En d’autres mots, lorsque nous célébrons nos anniversaires, nous inclinons d’abord vers le temps sagittal, puisque ce temps vécu est d’emblée donné à la fois comme une base incontournable (« le lot de tous ») ET particulière (« première et seule fois que j’ai 30 ans »). Or, le sentiment de cette singularité et même sa conscience ne me semblent pas dénués d’insécurité ni même d’angoisse dans la mesure où cette singularité peut connoter deux sentiments : la fragilité de toute existence — si précieuse — et universelle, indice majeur de la finitude, et la précarité, qui vient accentuer la hantise des échéances, surtout l’ultime. (La fragilité renvoie à l’existence alors que la précarité est davantage concernée par les conditions de celle-ci.)
En revanche, comme nos anniversaires « reviennent » régulièrement, leur cyclicité peut rassurer, mais en présence humaine, on le verra. (On tient un signe de la complémentarité des deux archétypes).
Par ailleurs, est-ce pour répondre à cette précarité et à son sentiment fondamental que le temps linéaire privilégierait le caractère cumulatif pragmatique? Peut-être, si l’on estime que les va-et-vient entre le vécu individuel et les orientations collectives les rendent interdépendants. Une piste se dessine ici concernant le sentiment d’empilement et d’accélération du temps depuis la Renaissance (14e - fin 16e siècle). Comment?
Nous serions devenus en large part tributaires de sociétés à « accumulation des biens, tout uniment [d’emblée] orientés vers la rentabilité et le profit, lesquels méprisent la vie (l’homme devenu marchandise est réduit à sa fonction de producteur/consommateur). » L’être humain se défendrait plus ou moins adroitement de cette réduction en « exacerbant son moi », ou en insistant sur sa singularité, amplifiant alors davantage l’angoisse. Du même coup, l’être qui se définit exclusivement comme individu néglige les formations groupales instituées, aussi des vecteurs de vie. Au sein de cette dominante des formations sociales actuelles, qui secrètent une charge accrue d’anxiété, « la mort obscène et scandaleuse est rejetée, voire déniée, tandis que les rites post mortem se simplifient et se professionnalisent9. »
On comprend alors mieux la logique de compression du temps décrite au fil du texte précédent à propos du télescopage entre les temps (le mourir, la mort, l’après-mort) dans un seul espace-lieu. En fait, si le temps nous heurte, nous ferions curieusement en sorte qu’il nous heurte davantage, car dénier ou méconnaître la valeur des temps/espaces en les faisant se percuter est insidieusement délétère.

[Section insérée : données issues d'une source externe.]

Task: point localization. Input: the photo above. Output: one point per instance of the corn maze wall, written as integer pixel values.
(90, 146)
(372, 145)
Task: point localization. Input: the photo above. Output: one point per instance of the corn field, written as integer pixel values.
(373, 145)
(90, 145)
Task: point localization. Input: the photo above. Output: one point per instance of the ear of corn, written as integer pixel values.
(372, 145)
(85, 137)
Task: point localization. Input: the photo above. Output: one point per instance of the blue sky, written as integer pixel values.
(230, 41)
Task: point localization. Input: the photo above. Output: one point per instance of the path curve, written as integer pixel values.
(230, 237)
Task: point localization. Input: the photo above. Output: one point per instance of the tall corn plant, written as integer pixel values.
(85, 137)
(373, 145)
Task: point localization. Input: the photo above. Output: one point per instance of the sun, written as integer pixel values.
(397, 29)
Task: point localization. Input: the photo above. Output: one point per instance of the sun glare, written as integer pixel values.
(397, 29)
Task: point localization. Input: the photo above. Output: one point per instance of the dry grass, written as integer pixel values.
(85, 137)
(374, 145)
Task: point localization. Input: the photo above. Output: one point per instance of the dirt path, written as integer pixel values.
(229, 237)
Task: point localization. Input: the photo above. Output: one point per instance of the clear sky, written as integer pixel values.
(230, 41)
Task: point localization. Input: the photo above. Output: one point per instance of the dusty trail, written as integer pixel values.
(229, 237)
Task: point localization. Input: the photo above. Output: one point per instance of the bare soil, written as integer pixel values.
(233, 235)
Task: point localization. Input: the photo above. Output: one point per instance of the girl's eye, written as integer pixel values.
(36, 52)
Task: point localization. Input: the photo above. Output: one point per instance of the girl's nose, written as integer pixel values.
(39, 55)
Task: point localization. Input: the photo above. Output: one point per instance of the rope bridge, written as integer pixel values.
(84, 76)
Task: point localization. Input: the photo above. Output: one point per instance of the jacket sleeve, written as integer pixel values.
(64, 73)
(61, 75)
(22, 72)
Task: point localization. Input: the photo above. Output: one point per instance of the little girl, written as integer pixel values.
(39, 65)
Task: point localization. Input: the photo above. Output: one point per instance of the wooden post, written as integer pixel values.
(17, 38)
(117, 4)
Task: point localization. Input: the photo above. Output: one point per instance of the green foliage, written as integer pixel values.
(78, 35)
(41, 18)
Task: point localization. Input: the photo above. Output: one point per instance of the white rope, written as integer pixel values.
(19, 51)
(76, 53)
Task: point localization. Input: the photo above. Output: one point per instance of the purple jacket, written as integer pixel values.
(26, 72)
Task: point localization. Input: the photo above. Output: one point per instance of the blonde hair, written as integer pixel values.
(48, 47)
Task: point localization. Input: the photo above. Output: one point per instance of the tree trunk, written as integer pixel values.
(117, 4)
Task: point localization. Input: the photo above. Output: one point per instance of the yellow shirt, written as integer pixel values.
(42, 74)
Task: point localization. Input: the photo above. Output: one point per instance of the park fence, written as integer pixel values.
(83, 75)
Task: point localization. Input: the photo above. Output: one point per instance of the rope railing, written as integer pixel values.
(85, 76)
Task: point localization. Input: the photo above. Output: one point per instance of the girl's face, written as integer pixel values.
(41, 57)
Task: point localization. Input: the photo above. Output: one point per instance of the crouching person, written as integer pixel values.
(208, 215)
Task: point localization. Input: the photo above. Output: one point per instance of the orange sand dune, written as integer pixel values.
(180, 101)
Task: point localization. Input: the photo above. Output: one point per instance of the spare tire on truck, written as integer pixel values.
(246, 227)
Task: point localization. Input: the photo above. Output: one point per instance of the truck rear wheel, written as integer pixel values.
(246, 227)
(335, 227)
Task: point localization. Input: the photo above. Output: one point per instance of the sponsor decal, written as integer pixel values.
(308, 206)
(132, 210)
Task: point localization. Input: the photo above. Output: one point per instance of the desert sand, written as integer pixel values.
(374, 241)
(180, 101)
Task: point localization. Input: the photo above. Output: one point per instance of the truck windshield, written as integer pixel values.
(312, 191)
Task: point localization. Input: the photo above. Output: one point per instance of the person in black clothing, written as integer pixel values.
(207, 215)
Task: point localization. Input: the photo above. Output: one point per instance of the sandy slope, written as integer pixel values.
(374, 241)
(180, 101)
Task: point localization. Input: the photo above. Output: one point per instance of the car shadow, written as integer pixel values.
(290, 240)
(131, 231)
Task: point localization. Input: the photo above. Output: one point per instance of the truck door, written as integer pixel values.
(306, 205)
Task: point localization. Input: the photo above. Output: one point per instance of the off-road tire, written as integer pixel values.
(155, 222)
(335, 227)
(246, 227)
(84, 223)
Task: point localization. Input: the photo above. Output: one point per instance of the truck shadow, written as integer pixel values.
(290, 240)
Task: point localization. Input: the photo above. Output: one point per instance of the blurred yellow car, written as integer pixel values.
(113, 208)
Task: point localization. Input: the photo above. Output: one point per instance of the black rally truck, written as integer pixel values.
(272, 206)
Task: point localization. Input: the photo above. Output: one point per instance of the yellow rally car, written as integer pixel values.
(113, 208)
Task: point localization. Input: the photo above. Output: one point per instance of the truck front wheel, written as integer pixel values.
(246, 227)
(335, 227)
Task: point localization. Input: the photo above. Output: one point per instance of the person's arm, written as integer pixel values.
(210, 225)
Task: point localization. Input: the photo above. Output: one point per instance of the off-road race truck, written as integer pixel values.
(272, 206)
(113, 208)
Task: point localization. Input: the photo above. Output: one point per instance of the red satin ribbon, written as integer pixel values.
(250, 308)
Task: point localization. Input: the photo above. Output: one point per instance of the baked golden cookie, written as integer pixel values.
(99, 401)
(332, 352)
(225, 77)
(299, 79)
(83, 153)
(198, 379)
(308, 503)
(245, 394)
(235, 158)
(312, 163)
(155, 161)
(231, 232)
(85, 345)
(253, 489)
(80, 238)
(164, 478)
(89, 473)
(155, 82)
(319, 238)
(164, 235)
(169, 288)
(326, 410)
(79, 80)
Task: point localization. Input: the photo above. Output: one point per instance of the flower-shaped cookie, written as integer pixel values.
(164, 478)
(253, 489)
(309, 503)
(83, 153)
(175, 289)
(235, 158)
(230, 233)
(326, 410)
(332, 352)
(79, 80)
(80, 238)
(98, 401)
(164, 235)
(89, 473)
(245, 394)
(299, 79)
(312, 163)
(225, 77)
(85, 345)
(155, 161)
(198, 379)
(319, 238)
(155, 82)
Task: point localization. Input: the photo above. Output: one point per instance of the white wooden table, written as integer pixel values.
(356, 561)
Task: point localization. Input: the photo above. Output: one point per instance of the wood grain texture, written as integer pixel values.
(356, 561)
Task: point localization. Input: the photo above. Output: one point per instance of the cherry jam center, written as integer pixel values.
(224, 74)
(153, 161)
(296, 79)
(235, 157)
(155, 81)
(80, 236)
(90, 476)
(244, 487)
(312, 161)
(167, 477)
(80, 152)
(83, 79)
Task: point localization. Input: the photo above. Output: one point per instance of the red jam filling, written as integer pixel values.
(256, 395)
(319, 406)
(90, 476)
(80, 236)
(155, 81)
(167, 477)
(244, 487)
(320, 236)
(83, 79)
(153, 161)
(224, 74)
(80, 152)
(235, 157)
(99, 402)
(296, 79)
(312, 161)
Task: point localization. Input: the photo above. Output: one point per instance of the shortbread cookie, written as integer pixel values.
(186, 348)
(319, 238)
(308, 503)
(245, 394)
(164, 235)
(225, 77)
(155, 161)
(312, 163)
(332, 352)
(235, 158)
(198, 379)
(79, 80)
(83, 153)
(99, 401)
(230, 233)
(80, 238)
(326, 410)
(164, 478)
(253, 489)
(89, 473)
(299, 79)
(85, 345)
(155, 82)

Il s’agit bien sûr dans cet exemple d’une exacerbation de la conception du temps linéaire. La discontinuité s’y trouve à l’aise et de plus en plus, au gré des réflexes sollicités par les opportunités et les injonctions à la consommation, voire à la consumation. De cette manière, l’exacerbation s’immisce dans maintes sphères de nos existences et surtout a tendance à se donner elle-même comme seule et unique forme de rapport au temps.
Des manifestations?
◼ Lorsque la moindre activité citoyenne ou intellectuelle devient monnayable, qu’il s’agisse des électeurs (« Nous avons besoin de contributeurs ») ou des consultations de sources documentaires (« Acceptez-vous les témoins [cookies] » ?)
◼ Lorsque des activités qui requièrent un temps minimal, mécanique — écrire — ou bien relationnel — soigner —, se font racornir sous la sacro-sainte loi de l’efficience : encore ici, moins d’efforts pour plus de résultats, logique cardinale dans plusieurs secteurs d’activités, au risque de devenir dictatoriale dans son implication tout-terrain.
◼ Lorsque la planification, centrée sur des jours ou un quinquennat — le plus souvent à courte vue, qu’il s’agisse d’échéancier ou de contexte — se trouve déboutée (« C’était couru d’avance ») par l’imprévu, ce si vif vivant, et suscite une sérieuse déstabilisation ou une vive colère.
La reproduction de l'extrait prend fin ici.